17 de agosto: El carguero español Aldecoa tuvo que buscar refugio en un puerto francés después de ser perseguido por unidades de la marina italiana.

18 de agosto: El barco español Armuru, procedente de Rusia, hundido frente a Gallípoli.

24 de agosto: El carguero inglés Noemijulea, que transportaba fosfatos desde Túnez a Barcelona, bombardeado frente a la costa española.

25 de agosto: El buque cisterna inglés Romford bombardeado.

31 de agosto: El carguero ruso Timiryazeff, procedente de Liverpool y con destino a Port Said, que transportaba carbón, torpedeado y hundido frente a la costa de Argelia.

2 de septiembre: Hundido el buque cisterna inglés Woodford en ruta desde Valencia a Barcelona por un submarino sin bandera o identificación.
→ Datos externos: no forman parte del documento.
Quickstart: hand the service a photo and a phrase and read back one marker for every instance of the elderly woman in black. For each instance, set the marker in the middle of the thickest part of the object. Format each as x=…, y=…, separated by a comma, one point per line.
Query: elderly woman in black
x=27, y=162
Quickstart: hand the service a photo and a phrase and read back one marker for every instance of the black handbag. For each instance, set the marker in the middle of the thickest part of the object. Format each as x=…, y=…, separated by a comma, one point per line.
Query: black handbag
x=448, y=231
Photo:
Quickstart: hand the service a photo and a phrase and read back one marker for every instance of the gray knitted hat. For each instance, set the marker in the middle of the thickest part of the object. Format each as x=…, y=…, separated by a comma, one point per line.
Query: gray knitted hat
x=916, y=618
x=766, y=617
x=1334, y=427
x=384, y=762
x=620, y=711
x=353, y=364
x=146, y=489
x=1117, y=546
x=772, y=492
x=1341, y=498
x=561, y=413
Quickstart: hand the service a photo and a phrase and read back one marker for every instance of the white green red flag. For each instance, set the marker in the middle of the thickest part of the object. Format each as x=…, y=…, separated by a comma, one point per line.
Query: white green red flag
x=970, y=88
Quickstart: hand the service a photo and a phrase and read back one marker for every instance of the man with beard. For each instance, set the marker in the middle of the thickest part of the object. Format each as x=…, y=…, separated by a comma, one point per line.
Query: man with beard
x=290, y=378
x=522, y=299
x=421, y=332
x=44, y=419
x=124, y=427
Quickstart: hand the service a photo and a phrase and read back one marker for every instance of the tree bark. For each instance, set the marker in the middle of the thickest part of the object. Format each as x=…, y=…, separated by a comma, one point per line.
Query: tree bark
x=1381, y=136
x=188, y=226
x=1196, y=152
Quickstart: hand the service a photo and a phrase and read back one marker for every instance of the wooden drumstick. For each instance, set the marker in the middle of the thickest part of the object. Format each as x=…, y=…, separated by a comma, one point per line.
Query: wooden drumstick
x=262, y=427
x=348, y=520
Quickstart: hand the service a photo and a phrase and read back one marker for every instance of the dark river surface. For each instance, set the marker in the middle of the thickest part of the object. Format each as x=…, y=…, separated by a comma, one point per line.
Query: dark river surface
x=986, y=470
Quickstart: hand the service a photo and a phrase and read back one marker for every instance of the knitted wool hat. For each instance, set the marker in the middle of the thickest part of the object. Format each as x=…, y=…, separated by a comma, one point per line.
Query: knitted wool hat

El Woodford ondeaba la bandera del Tratado de No Intervención y llevaba a bordo un oficial del Comité de No Intervención.

6 de septiembre: El petrolero inglés Burlington, que llevaba siete mil toneladas de crudo a bordo con destino a Cartagena, es apresado por destructores nacionales. Los nacionales llevaron el barco hasta Palma de Mallorca, desembarcaron el crudo y permitieron a su capitán que continuara viaje.

Naturalmente, aquel desastre de barcos que viajaban por el Mediterráneo llevó a Inglaterra y a otros países a firmar el Tratado de Nyon, que pretendía acabar con esos actos de piratería. Se establecieron patrullas para vigilar y controlar el tráfico en este mar y se obligó a los submarinos a viajar en superficie. Pero el daño para la República ya estaba hecho. Como es lógico, el precio del seguro de los barcos se puso por las nubes y el transporte de armas y material bélico a España no solo debía realizarse de forma clandestina y bajo increíbles dificultades, sino que cada pistola debía pagarse a precio de oro.

Mientras tanto, Franco se aprovisionaba tranquilamente en los puertos del Norte. Los cargueros alemanes llegaban a Pasajes o a Bilbao o a Vigo, donde descargaban su mercancía —tanques, aviones, artillería— sin ocultarla especialmente y sin mayores problemas. El bloqueo decretado por el Tratado de No Intervención exigía que para detener un barco era preciso antes inspeccionarlo. Y como los alemanes no admitían ninguna inspección, sus barcos viajaban sin contratiempos por el Atlántico hasta los puertos del Norte. Tampoco las autoridades de Gibraltar parecían tomarse mayores molestias en aquel asunto. Dejaban pasar los barcos por el estrecho sabiendo muy bien que su destino eran los puertos del Norte para aprovisionar a los nacionales.

Desde Caux-sur-Montretix la situación parecía cada vez más clara: la campaña del Norte había servido a Franco para fortalecer su situación y poder aprovisionarse sin problemas, al tiempo que sometía a la República a un lento pero seguro estrangulamiento en el Mediterráneo.

Yo lo miraba todo desde mi pequeño refugio en las alturas de la montaña. Podía ver cómo las pequeñas nubes se iban formando en el lago, cómo al principio no eran más que un jirón de niebla. Podía ver cómo ascendían lentamente por el valle y se unían a otras nubes. Era cuestión de tiempo hasta que estallara la gran tormenta.